Quand on commence cette histoire, on se sent au départ un peu perdu. Le style est très simple, parfois même neutre ou inexistant; les retours à la ligne assez nombreux. On ne comprend pas très bien où Mouloud Akkouche veut nous emmener. La narration à trois voix laisse une impression de fouillis, de désordre. Trois narrations très différentes les unes des autres :
une focalisation externe pour Jean-Paul entrecoupée de ses monologues déjantés. Il parle à l'Autre, celui qui l'a mis dans un fauteuil roulant il y a 30 ans de ça. Il lui en veut tellement. À cause de lui, il a tout perdu : ses rêves, ses ambitions, une vie normale quoi.. Et puis Sophie, la belle et désirable Sophie. L'Autre a tout pris, sans se retourner; alors Jean-Paul a décidé de se venger.
La narration à la première personne est pour Véronique, et il fallait bien ça. Véronique qui découvre qu'elle n'est plus femme mais homme; qu'elle est morte il y a deux mois. Véronique qui venait tout juste de sortir de la rue et de trouver un boulot. Véronique qui tente maintenant de comprendre ce qui lui est arrivé.
La troisième narration est en fait la correspondance par mail de Maxime Girard. Mouloud Akkouche adopte donc la mise en page requise par ce type d'écrit, et laisse volontairement le soin au lecteur de combler les vides.

Un peu perdue, donc, au début, je me suis quand même rapidement laissée entraînée par cette histoire surprenante.
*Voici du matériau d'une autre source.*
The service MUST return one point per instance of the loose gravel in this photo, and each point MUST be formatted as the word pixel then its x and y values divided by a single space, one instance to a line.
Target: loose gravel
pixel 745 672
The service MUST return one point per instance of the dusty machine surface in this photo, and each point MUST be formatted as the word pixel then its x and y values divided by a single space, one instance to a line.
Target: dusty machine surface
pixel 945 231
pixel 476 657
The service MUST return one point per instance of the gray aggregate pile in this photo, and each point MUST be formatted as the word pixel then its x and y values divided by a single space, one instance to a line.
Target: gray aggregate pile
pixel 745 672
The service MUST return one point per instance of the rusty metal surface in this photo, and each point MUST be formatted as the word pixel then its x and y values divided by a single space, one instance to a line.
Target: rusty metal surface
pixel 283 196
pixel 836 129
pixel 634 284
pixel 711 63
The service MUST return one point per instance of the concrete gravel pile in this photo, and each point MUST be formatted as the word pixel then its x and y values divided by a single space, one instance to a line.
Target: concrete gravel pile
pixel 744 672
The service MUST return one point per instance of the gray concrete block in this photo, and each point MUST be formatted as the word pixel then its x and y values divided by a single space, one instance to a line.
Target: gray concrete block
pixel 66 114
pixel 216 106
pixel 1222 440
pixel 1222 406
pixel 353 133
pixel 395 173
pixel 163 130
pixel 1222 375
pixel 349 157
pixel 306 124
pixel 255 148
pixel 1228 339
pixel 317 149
Naviguant sans cesse entre le machiavélisme, la folie et la tendresse, Mouloud Akkouche assemble lentement les pièces du puzzle; Jean-Paul et Véronique sont deux paumés, deux égratignés de la vie et l'on se sent tout de suite proche d'eux, sans réellement comprendre les tenants et aboutissants. Comme dans un bon roman policier (sans policier cette fois) on ne prend la mesure de l'ensemble qu'aux dernières pages. Un bonne histoire, bien ficelée, avec des personnages attachants. L'intrigue aura donc été à la hauteur de la couverture.
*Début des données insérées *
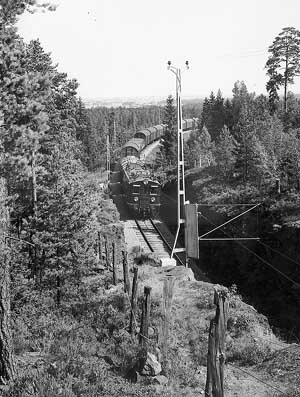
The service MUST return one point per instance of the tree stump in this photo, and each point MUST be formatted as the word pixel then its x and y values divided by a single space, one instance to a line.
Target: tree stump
pixel 216 346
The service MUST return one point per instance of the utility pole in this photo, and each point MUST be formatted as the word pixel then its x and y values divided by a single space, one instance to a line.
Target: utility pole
pixel 180 159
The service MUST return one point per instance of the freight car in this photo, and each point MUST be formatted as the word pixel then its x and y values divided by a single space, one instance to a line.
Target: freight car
pixel 141 189
pixel 146 136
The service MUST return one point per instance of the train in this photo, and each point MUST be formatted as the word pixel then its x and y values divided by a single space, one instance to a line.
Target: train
pixel 141 188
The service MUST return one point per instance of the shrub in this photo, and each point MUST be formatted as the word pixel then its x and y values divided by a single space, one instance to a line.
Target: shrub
pixel 247 351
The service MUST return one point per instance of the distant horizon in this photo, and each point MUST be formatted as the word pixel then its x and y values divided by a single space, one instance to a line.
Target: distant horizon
pixel 120 49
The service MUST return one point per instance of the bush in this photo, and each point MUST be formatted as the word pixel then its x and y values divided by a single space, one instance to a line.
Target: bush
pixel 247 351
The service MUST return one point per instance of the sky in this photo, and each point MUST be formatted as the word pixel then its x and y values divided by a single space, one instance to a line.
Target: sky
pixel 120 48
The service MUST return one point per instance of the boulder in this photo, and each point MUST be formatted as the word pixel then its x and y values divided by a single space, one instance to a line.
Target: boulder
pixel 151 367
pixel 160 380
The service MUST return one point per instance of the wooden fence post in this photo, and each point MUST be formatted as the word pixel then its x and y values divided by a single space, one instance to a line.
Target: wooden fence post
pixel 99 247
pixel 114 257
pixel 133 301
pixel 106 253
pixel 145 317
pixel 126 273
pixel 216 346
pixel 168 289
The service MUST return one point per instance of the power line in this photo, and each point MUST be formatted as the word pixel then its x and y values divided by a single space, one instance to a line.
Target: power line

(1 : La collection Noire est dirigée par l'Association Noire de Pau, qui promeut l'écriture noire sous toute ses formes.)

Extrait :

Je traversai à toute vitesse la salle du resto, descendit l'escalier et direction les chiottes.
Je fermai la porte et me plantai devant le miroir. Le cauchemar continuait.
Je tirai sur la peau de mes joues. Fallait arracher ce masque d'homme... Fini le carnaval. J'avais des trucs à faire. Un taf à terminer.
Le masque restait collé à ma chair.
Ça va s'arrêter, me rassurai-je, habituée aux mauvaises descentes. Par chance, je n'avais pas jamais raté une marche. Certains postes cherchaient encore leur mère derrière une radiateur... En tout cas, le prochhit devait être particulièrement bon pour faire autant d'effet, et si longtemps. Comme toujours, le trip s'arrêterait. Et le temps remettrait les pièces du puzzle en place.
Demain, il fera jour.
Je m'aspergeai d'eau le visage, reculai d'un pas et soulevai mon T-shirt. super inquiète.
Ma poitrine avait disparu. Une cicatrice démarrait sous les aisselles et suivait le tracé de mes...
Qu'est-ce qui m'arrivait? J'étais en train de virer complètement barge.
Respire, Véro, respire.
J'approchais lentement les doigts de ma peau... C'était plat, tout plat. Je sentais mes côtes. Où était ma poitrine? Mes seins qui aimantaient les hommes? Tous avaient envie d'y coller leur nez. Déjà au collège, les copines enviaient mes seins: mon seul diplôme. Un diplôme qui m'avait permis de croûter à un moment. Et là, plus rien! Rayés de mon corps. Je touchai encore une fois...
Après mon visage, mes seins... Je plaquai la main devant les yeux. Faut redescendre Véro. Allez, un effort pour chasser ces saloperies d'images. Va-y...
Je glissais la main entre mes cuisses.
Putain!
Je me déshabillai entièrement. Plus le moindre doute : je ne vivais pas une hallu de junk. Non, je n'étais pas défoncée. J'étais passée sur un billard d'hosto. On m'avait charcutée.